How CCIX enables CPU–accelerator cache coherency over PCIe — architecture, transaction types, coherency model, and comparison with CXL.
CCIX (Cache Coherent Interconnect for Accelerators) is an open industry standard protocol that adds hardware cache coherency between host CPUs and attached accelerators over a PCIe physical link. Developed by the CCIX Consortium (founded 2016 by AMD, ARM, Huawei, IBM, Mellanox, Qualcomm, Xilinx), it solves the fundamental problem of heterogeneous computing: keeping data consistent between CPU caches and accelerator caches without software intervention.
Without coherency, a programmer must explicitly flush CPU caches before the accelerator reads the data, and flush accelerator memory before the CPU reads results. CCIX eliminates this overhead in hardware, enabling zero-copy data sharing.
Key insight: CCIX = PCIe physical layer + ARM CHI-like coherency protocol on top. It reuses the existing PCIe infrastructure (same connectors, same PHY) and adds a new Transaction Layer that carries coherency messages — no new hardware slots needed.
| Property | CCIX | CXL | CAPI (IBM) |
|---|---|---|---|
| Founded | 2016, CCIX Consortium | 2019, Intel-led | 2013, IBM |
| Physical layer | PCIe Gen3/Gen4 | PCIe Gen5/Gen6 | PCIe Gen3+ |
| Protocol basis | ARM CHI-like | CXL.cache, CXL.mem, CXL.io | IBM POWER architecture |
| Coherency model | Full MOESI snoop-based | Full coherency (CXL.cache) | Full coherency |
| Memory semantic | Host memory + device memory | CXL.mem for device memory | Host memory |
| Industry status (2026) | Legacy / limited new adoption | Dominant standard | IBM Power-only |
| Key adopters | AMD EPYC, Xilinx FPGAs, ARM servers | Intel, AMD, NVIDIA, Samsung, all major SoC | IBM Power servers |
Industry shift: CXL has become the dominant cache-coherent interconnect standard. The CXL Consortium (which absorbed many CCIX members) has broader industry backing and integration into PCI-SIG. New designs in 2024+ are almost exclusively using CXL. CCIX remains relevant for understanding existing AMD EPYC and ARM server deployments.

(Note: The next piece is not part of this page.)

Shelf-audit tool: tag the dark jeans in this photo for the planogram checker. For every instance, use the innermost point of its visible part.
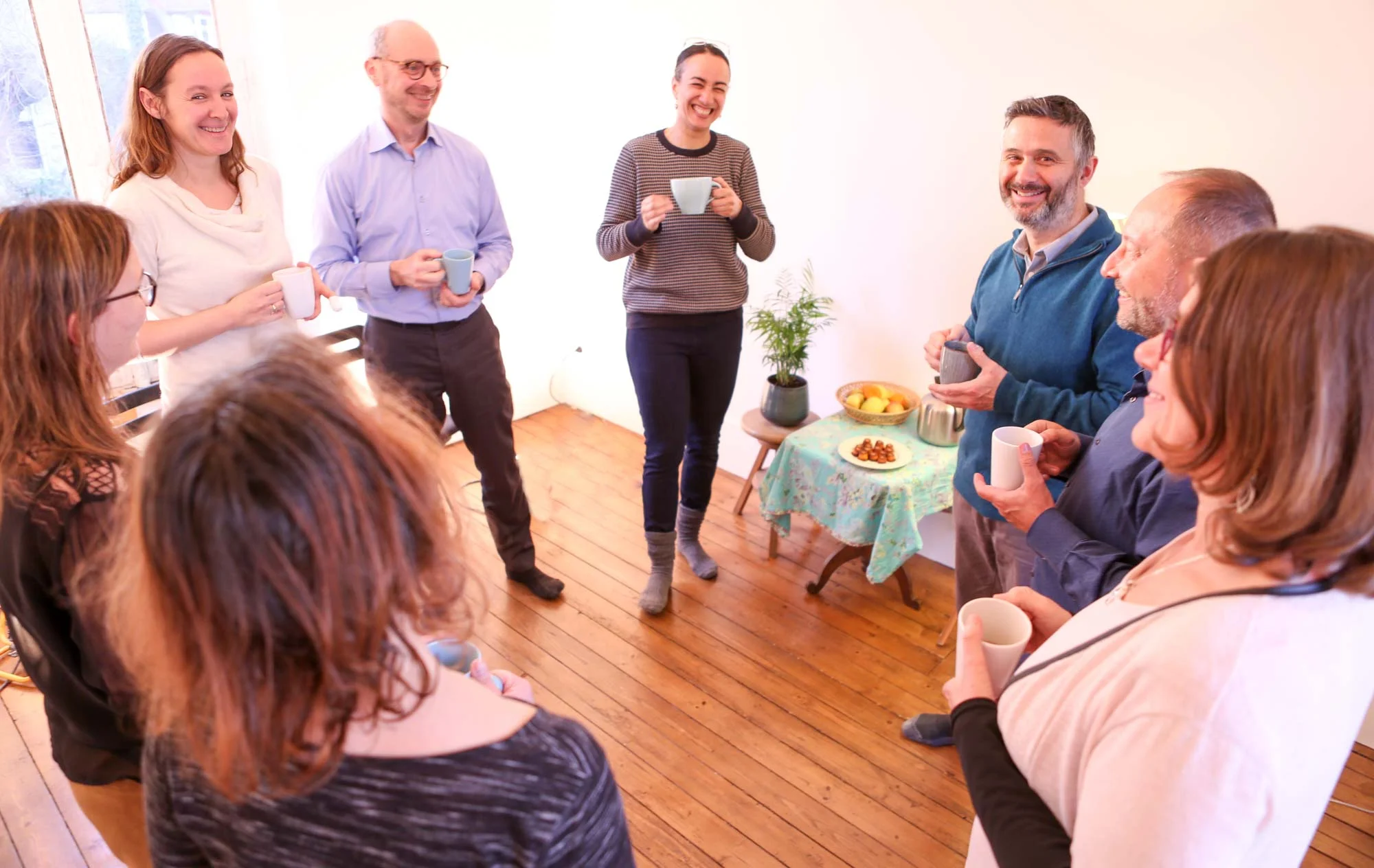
(464, 359)
(685, 377)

| Node Type | Role | Example |
|---|---|---|
| RN-F (Request Node - Full) | Fully coherent agent — has a cache, participates in snoops | GPU with cache, FPGA compute engine |
| RN-I (Request Node - I/O) | Non-caching agent — issues read/write without snoops | DMA engine, I/O device |
| HN-F (Home Node - Full) | Point of coherency — receives requests, issues snoops, orders transactions | CPU LLC controller, SoC NIC |
| HN-I (Home Node - I/O) | Manages I/O address space, non-coherent | Peripheral fabric controller |
| SN (Slave Node) | DRAM controller — serves data to HN | DDR5 memory controller |
| Transaction | Direction | Coherency | Purpose |
|---|---|---|---|
| ReadNoSnoop | RN → HN | Non-coherent | DMA-style read, no cache involvement |
| ReadOnce | RN → HN | Coherent, transient | Read data once, don't cache long-term |
| ReadShared | RN → HN | Coherent Shared | Read and cache in Shared state |
| ReadUnique | RN → HN | Exclusive (write intent) | Read with intent to modify — invalidates other copies |
| MakeUnique | RN → HN | Exclusive (upgrade) | Upgrade Shared → Exclusive without data transfer |
| WriteNoSnoop | RN → HN | Non-coherent | Non-coherent write to memory |
| WriteUnique | RN → HN | Coherent write | Write to unique copy — invalidates Shared copies |
| Evict | RN → HN | Cache management | Notify HN that a clean Shared line is being evicted |
| SnpShared | HN → RN | Snoop | HN-initiated: downgrade cache line to Shared |
| SnpUnique | HN → RN | Snoop | HN-initiated: invalidate cache line (for new exclusive owner) |
| SnpCleanInvalid | HN → RN | Snoop | HN-initiated: writeback dirty data and invalidate |
| State | Meaning | Can Read? | Can Write? | Must Writeback? |
|---|---|---|---|---|
| M — Modified | Only copy, dirty (differs from memory) | Yes | Yes | Yes (on eviction) |
| O — Owned | Dirty, shared with others — owner must supply data on snoop | Yes | No | Yes |
| E — Exclusive | Only copy, clean (matches memory) | Yes | Yes (silent → M) | No |
| S — Shared | Clean, multiple caches may hold | Yes | No (must upgrade) | No |
| I — Invalid | Not present in cache | No (must fetch) | No | No |
| Layer | CCIX Definition | Standard Equivalent |
|---|---|---|
| Application | Coherent memory transactions | Custom per use case |
| Transaction Layer | CCIX TLP extensions (over PCIe TLP) | PCIe TLP + CCIX header |
| Data Link Layer | PCIe DLLP (unchanged) | PCIe standard |
| Physical Layer | PCIe Gen3/Gen4 SerDes | PCIe standard |
How CCIX reuses PCIe: CCIX negotiates capability during PCIe link training using an extended capability structure. When both endpoints support CCIX, the link switches a portion of its bandwidth to carry CCIX TLPs alongside standard PCIe TLPs. No new connectors or cables are required.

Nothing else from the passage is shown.